A member of the in-crowd or crowded out to the edges, looking in: Where does Andrew Loudon fit in? At 15, the community theater veteran, a rising freshman at Council Rock High School, rises to the occasion as Evan. Cool? Uncool? “I’m in the middle,” he said.

And being in the midst of all the action onstage, the promising youngster had some initial trepidation.

“At first I was concerned with all the Hebrew I had to sing,” noted Loudon, a member of the youth choir at Newtown Presbyterian Church. But he gained insight from “talking to my friend about his own Bar Mitzvah.”

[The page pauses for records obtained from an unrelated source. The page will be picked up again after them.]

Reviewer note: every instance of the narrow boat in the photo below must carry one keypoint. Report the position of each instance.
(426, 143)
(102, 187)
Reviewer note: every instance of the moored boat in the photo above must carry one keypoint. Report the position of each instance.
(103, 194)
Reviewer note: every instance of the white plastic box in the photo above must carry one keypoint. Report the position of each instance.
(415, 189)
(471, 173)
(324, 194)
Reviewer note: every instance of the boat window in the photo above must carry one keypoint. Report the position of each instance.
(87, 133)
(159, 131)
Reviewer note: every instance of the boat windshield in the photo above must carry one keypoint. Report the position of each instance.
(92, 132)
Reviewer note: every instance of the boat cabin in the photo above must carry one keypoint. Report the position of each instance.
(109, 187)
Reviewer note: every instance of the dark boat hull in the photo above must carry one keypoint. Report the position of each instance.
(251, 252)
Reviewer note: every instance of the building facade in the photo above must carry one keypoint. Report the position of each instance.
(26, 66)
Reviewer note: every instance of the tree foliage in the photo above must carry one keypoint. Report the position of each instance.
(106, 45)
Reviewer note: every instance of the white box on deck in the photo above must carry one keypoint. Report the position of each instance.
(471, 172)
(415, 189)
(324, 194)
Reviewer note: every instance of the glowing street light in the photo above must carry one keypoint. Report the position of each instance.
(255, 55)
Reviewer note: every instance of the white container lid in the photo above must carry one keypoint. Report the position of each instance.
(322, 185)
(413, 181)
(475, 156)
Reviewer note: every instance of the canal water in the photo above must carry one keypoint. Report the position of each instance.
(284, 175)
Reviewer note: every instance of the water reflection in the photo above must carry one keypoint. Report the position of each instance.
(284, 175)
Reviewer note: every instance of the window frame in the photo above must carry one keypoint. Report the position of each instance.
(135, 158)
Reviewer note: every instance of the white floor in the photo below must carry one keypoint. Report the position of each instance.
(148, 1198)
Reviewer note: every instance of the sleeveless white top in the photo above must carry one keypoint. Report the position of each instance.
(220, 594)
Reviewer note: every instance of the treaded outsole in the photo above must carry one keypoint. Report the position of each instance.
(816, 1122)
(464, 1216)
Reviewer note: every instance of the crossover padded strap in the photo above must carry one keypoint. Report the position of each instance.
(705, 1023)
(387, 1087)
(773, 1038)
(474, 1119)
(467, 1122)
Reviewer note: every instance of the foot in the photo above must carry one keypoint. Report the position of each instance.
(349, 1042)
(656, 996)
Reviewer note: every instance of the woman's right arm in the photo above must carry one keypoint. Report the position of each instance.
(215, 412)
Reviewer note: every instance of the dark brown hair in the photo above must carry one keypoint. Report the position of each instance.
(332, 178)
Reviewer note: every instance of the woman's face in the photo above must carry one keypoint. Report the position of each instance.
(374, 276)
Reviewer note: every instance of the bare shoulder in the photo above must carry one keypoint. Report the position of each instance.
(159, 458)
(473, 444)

As Evan is beaming from the bimah, he views a variety of sectarian groups sitting before him. Noted Ford-Workman, “We are inclusive, and have a wide range of ethnicities” and genders working the show, with kids from all over Bucks County taking part.

Part of why he’s especially proud to have a part in this production, said Loudon, is “that I have learned a lot, especially to be grateful for what I have, which includes amazing great friends.”

And to chill out about not being cool. “I couldn’t have been a cool kid — so much pressure — but I like where I am,” he said.

As does Ford-Workman enjoy the show where it is at this point. She has a good laugh recalling some of the pressure points associated with a cast of kids dealing with delicate social dilemmas. “It was hard to get all the giggles out,” she chuckled about some young actors who didn’t embrace the need for kissing so cooly.

“No matter how old you are, kissing on stage can be uncomfortable,” reasoned the director. “We worked those scenes tirelessly.”

The show doesn’t offer mere lip service to problems associated with growing up or adulthood itself.

“It’s a funny story for all ages,” said Loudon, with his director adding, “We want the adults in the audience to be taken back to their childhood.”

Is 13 a lucky charm in Loudon’s life? “Two years ago, when I turned 13, I was superstitious about the number,” said the young actor.

“Not anymore,” said Loudon, loud and clear with pride in the good fortune he feels he has of being part of “13.”

Michael Elkin is a playwright, theater critic and novelist who lives in Abington. He writes occasional columns about theater and the arts.